沈如奕看她这架势是不打到满意不会罢休了,心下也顿时生了烦躁,但她不过一个不受宠的郡主,面上还是得维持自己的温婉柔和。
云柒的余光一直在观察沈如奕,她的表情变化被她尽收眼底。
她冷哼一声:“妹妹的下人,姐姐今日替妹妹管教了,妹妹不会怪姐姐吧。”
沈如奕只觉今日这傻公主怎么变了,还会与她这样不阴不阳的说话。这般,让旁人听了去,倒像是自己的不对了。
“殿下教训的好,妹妹怎敢怪?”
“那便好,”云柒抬手,故作大方,“可以了,松开吧。”她盯着那两个婢女,“下回可莫要再犯了。”
她俯身,作势要将两人口中的布扯出。
离得近了,她用只有她们三人听得到的声音说:“下回,就是身首分离了。”
两个婢女浑身都在发抖,她瞥了一眼沈如奕,什么都不说便走了。
沈如奕费力维持着表面的平静,一进了屋子,便撒气似的摔了皇帝赠她的夜明珠。
迟早,她要将这些年受到的冷落和委屈统统讨回来。
·
“殿下今日可真解气。”芫茜跟在云柒身后,嘴角扬着,步伐都轻快了不少。
芫茜原就与她一同长大,不过比她稍长几个月,此时更像个天真的少女,恨不能蹦蹦跳跳。
云柒也觉得心里畅快。从前她被父皇和母后保护得太好,以为别人都如他们一般爱着自己,这回在阎王殿走了一遭,才晓得人心不可测。今日恰巧碰见,更是发觉甚至都有下人瞧不起自己。
“往后再有此事,”她顿了顿,眸色深沉,“连同主子一块儿打。若是有人说你,也照打不误,不必通知本宫。”
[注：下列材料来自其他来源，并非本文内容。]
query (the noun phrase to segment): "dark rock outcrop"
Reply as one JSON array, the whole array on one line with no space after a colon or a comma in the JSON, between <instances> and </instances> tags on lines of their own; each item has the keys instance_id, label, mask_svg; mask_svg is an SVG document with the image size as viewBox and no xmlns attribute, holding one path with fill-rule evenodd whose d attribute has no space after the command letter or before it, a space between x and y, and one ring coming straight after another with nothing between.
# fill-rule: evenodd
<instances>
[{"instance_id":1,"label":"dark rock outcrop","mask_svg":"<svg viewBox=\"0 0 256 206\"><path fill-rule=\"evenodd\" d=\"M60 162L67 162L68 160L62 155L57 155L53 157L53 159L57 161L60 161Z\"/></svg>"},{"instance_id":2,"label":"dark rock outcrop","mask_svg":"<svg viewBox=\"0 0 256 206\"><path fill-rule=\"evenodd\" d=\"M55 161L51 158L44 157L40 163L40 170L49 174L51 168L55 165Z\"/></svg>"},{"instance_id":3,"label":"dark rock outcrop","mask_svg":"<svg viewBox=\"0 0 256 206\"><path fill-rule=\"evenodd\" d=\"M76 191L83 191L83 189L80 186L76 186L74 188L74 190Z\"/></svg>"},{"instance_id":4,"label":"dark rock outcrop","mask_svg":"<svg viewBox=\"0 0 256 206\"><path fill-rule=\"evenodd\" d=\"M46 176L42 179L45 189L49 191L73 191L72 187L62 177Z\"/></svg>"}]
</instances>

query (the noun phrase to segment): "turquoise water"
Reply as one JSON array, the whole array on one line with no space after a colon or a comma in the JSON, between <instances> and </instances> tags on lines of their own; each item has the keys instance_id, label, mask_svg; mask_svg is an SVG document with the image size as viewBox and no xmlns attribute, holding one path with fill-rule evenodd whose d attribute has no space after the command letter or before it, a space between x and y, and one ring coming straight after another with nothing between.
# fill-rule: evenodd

芫茜愣了愣,察觉公主神色不似往常明朗,便小心翼翼地问:“这……陛下和皇后娘娘会不会怪罪?”
“放心,不会。”
若是会,便不至于将她宠得那么容易轻信旁人。
那狗男人喜欢的柔弱美人,她堂堂公主不稀的当。
“殿下,您一上午去哪儿了呀?也不让奴婢跟着,要奴婢好生担心。”
芫茜娇娇弱弱的语气让她回神,偏头一看,那小宫女正噘着嘴像是在跟她撒娇。
“随便走走罢了。午膳过后本宫要去看看母后,让厨子做些清淡的菜。”
她攥着袖口里的两包药,琢磨着司离,只觉得这人怪异。
“茜茜,你可知那太医司离?”
芫茜一愣,脑子里不由的冒出司太医清隽俊美的谪仙模样,面上一热。
宫中见过他的女子大多对他都有些心思,只是司离其人想来冷漠寡语,而且司离一般只为帝后二位请平安脉,除非皇亲国戚有人患了疑难杂症,不然都请不动他。
故而,公主应是不太见到他的,怎么今日好奇起来?
思来想去,她还是挑了最正经的回答。
“回殿下,司太医是宫里医术最好的。”
“这本宫知道。”云柒蹙眉,想起那只蝎子她就寒毛直立,“算了,无事。”
毒蝎可不仅仅意味着医术好。
司离,定没有那么简单。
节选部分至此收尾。